Watch it with subtitles, please.

There was a bit less going on in the real version but the people were just as pretty. We had a leisurely brunch and had quite a few hours to kill before taking a boat ride down the canals after sunset which would be at 10pm. The plan was to head to the Anne Frank house but when we got there, it was pissing rain and really cold and since we knew we'd have a chance to go the next day, we decided to forego the 2 hour line and instead check out the surrounding neighborhood. We walked down Rosengracht with all its shops and cafes and coffee shops (there is a difference here). Amsterdam, and that neighborhood in particular, reminded me so much of a large city version of where I went to college. The same laid back and simultaneously introverted vibe of the locals was very New England small town to me but the pace of the roadways and the frenetic energy of the transportation alone was very New York City. Lauren said she didn't appreciate it that much since it reminded her too much of NYC and she was looking for escape. I felt right at home there in that improbable convergence of two very familiar sensibilities. I spent that first afternoon thinking Amsterdam is an ideal city and I still do.

Ideal, yes and cold. It was late June but I was badly in need of socks because it was cold and wet. I had a serendipitous experience when I turned to Lauren and said "I need to buy socks right now because my feet are freezing" and she, quite literally pointed to a building behind me that had a plethora of socks in the window. It was a vintage clothing store with an entire back room full of socks. Ask and the city of Amsterdam provides. I went in and spent too much money on a pair of hounds tooth patterned socks which I fell in love with and will wear forever and ever.

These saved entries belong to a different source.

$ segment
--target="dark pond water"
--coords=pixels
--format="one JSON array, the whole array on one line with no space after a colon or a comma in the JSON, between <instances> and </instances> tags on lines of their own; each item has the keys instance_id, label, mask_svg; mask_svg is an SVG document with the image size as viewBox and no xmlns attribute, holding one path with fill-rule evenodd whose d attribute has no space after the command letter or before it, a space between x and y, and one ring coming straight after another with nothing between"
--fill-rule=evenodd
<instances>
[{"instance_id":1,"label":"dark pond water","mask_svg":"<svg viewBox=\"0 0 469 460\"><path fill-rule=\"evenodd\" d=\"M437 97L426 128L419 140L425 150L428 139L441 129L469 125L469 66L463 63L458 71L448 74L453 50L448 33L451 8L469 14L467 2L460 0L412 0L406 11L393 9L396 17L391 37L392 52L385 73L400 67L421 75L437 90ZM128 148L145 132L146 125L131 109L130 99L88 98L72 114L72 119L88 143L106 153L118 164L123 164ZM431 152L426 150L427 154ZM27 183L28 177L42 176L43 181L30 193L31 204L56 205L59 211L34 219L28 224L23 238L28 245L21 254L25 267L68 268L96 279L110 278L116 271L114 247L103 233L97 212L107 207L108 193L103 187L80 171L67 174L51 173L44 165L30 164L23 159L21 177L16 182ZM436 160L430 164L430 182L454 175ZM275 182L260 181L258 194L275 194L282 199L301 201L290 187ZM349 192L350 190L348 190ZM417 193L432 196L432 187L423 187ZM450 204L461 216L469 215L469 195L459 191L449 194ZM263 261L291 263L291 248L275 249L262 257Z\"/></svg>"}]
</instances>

After a few hours of wandering in and out of rain that was falling and stopping again we decided to have a small snack and ended up at a cocktail bar that served really good, if incongruous with the sleek lounge atmosphere, Chinese food. Unbelievably, we still had a couple of hours to kill before the boat tour so we decided to get a drink and ended up at Brasserie Blazer. We had a few pints and enjoyed the bartender's killer Spotify playlist. About an hour later it was time to head to the ferry for the canal boat tour.

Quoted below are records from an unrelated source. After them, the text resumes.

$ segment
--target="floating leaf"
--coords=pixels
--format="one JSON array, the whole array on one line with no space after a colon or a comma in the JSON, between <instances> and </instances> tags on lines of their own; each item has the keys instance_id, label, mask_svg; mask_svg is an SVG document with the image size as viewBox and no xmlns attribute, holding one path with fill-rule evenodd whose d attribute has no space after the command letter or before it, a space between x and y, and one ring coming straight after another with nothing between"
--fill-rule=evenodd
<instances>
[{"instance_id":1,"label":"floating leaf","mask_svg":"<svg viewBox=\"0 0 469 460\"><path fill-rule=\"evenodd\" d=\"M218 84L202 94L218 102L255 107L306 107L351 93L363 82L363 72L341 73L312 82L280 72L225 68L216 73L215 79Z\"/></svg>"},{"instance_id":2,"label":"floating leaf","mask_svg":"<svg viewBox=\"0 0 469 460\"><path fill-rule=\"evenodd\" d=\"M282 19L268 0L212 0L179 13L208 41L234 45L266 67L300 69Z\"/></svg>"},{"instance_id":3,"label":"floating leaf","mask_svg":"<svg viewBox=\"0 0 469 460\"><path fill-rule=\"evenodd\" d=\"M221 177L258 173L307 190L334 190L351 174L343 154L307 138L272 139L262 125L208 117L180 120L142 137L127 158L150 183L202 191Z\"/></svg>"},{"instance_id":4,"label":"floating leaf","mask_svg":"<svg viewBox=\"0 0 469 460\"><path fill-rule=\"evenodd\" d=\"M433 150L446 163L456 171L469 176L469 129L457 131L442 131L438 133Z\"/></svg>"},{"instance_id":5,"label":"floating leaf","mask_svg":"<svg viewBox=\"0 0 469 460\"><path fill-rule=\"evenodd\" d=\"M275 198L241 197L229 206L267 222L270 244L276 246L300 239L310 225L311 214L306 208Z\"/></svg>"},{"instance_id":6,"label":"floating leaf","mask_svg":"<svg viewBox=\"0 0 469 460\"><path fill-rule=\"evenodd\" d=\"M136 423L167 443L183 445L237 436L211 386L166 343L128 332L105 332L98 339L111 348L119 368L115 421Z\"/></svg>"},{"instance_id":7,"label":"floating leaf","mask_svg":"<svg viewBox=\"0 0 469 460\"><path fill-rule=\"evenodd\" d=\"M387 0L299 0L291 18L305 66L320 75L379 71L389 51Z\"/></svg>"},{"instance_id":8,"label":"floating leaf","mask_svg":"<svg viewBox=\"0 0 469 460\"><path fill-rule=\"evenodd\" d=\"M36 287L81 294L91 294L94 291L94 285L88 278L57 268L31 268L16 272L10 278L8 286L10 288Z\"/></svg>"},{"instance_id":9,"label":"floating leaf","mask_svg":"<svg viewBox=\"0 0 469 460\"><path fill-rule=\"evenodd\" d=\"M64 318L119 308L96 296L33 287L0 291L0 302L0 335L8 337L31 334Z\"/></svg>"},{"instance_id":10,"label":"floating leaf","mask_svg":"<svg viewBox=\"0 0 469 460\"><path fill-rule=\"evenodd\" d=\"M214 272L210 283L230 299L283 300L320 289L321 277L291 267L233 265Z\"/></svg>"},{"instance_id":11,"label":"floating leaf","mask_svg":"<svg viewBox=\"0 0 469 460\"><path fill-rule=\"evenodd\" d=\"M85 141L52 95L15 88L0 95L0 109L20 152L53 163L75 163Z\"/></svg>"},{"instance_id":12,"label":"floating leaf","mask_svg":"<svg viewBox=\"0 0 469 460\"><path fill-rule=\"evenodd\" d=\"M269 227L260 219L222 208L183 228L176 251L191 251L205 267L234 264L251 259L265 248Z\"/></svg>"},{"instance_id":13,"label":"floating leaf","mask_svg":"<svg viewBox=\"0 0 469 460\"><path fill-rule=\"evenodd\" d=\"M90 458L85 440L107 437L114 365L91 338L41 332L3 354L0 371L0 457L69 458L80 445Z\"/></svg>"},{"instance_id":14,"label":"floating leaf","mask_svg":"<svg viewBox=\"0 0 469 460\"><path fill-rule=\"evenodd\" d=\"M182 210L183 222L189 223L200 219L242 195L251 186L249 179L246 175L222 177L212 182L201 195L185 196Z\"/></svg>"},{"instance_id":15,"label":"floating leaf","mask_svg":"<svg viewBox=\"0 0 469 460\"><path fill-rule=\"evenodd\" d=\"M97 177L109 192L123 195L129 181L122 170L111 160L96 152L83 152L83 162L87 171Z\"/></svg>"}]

We had spent the trip thus far forgetting to eat and functioning on empty stomachs so we decided to stop quickly for some frites because, and if there is any lesson to be learned from my relating my vacation stories to you this would be it, if you are going to shove your face on vacation, it may as well be with fries.

Seeing the city at night from the canal was a unique and beautiful experience and one I will never forget. The pictures I took were not the best but here they are anyway:




The accompanying audio tour was a bit cheesy but amusing and did have some informational tidbits I appreciated.

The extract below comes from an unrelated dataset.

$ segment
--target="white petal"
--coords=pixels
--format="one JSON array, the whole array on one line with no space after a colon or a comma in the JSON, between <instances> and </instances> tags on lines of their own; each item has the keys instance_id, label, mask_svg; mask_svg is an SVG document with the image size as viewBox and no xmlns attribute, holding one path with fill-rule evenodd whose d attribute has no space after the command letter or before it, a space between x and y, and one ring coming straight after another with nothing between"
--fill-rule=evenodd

It was after eleven by the time the tour ended so we decided to stroll through the red light district to check out what was happening. And when I say "stroll" I mean that very loosely since one can't really stroll down streets packed like sardines. It was pretty quickly apparent that every night is the same in that area so we had a drink and headed back to the apartment to prepare for the next day of day drinking and brownie eating. I mean, of museum hopping and culture.

I swear there are only two more days to get through. Hold my hand and we'll make it through the next installment which features two museums, a hallucination I had and the best Thai food I've ever, ever eaten. I know, whatta cliffhanger.